MGM Resorts Int. recently got rid of a major asset, the Bellagio Las Vegas Property. Their deal with Blackstone Group LP consists of a 30-year lease-back arrangement, worth around $4.2 billion. This, however, has not been the first time MGM tried to liquifying its assets. They already sold the Circus Circus Las Vegas for $825 million. Industry experts were initially worried that we might see the dissolution of MGM, but it all turned out to be a part of Jim Murren’s master plan.

He reiterated that both customers and stakeholders should relax, stating that the transactions are “blueprints” for future arrangements of the sort. The company’s goal is to maintain the same level of service provision, but with more liquid assets at their disposal. It’s a smart approach to an increasingly competitive market. Murren confirmed that MGM Resorts Int. are indeed looking to complete the monetization of the MGM Grand Las Vegas before the end of this calendar year.

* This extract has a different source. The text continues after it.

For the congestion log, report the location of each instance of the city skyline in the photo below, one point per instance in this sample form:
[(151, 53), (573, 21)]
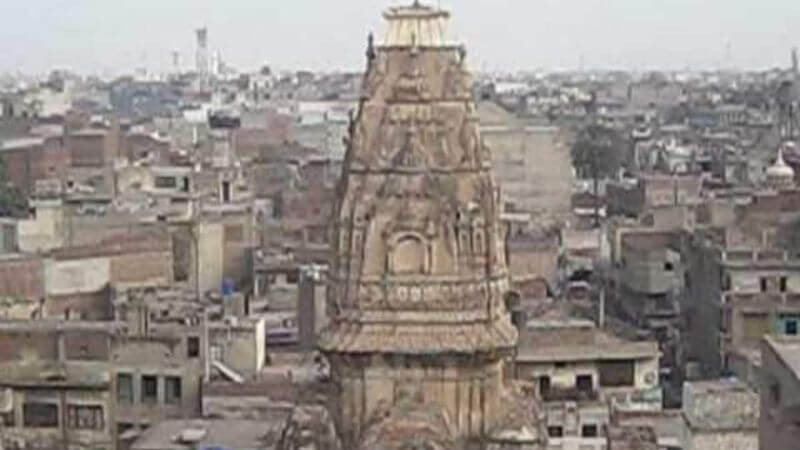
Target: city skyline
[(89, 36)]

What does MGM actually get by doing this? First and foremost, they get a significant financial injection that they can use to finance some of their projects abroad, such as the bid for an exclusive location in Osaka, Japan. Secondly, they also intend to complete country-wide sports betting rollout as soon as the legislative conditions are appropriate.

A Proper Series of Moves

Having a fire sale of all of their iconic venues allows MGM to return a big chunk of capital to various shareholders. Not only this, but an “asset-light” approach is the best way to ensure they don’t experience any significant losses, while still remaining competitive when it comes to expansion plans, both domestically and internationally. However, not everything is ideal, as the sale of Circus Circus Las Vegas resulted in a $37.1 million instant deficit during their quarterly audits. However, the next three-month period resulted in a 9% rise in profits, reaching $3.3 billion.

Despite the initial numbers, Murren confirmed that MGM predicted these short-term losses, but that he’s hoping for a significant financial boost during Q4. This period is known for its various conventions, which become a perfect introduction to the wonders of Vegas during wintertime.

What About Osaka?

With casino gambling being legalized in Japan only recently, both cities and operators are frantically trying to think of a deal that would win the government over. Since the country is relatively inexperienced when it comes to this niche, insiders believe that the authorities will pick the most reputable operators, one which has an abundance of liquid assets to provide the finances up-front, if needed.

MGM certainly fits the bill, as they’ve managed to expand internationally for some time now. Market surveys have revealed that, at least structurally, Japan’s market is very similar to Singapore’s and that MGM will receive a 20% return on investment if we’re looking at the total cost of $10 billion for the construction and development to take place.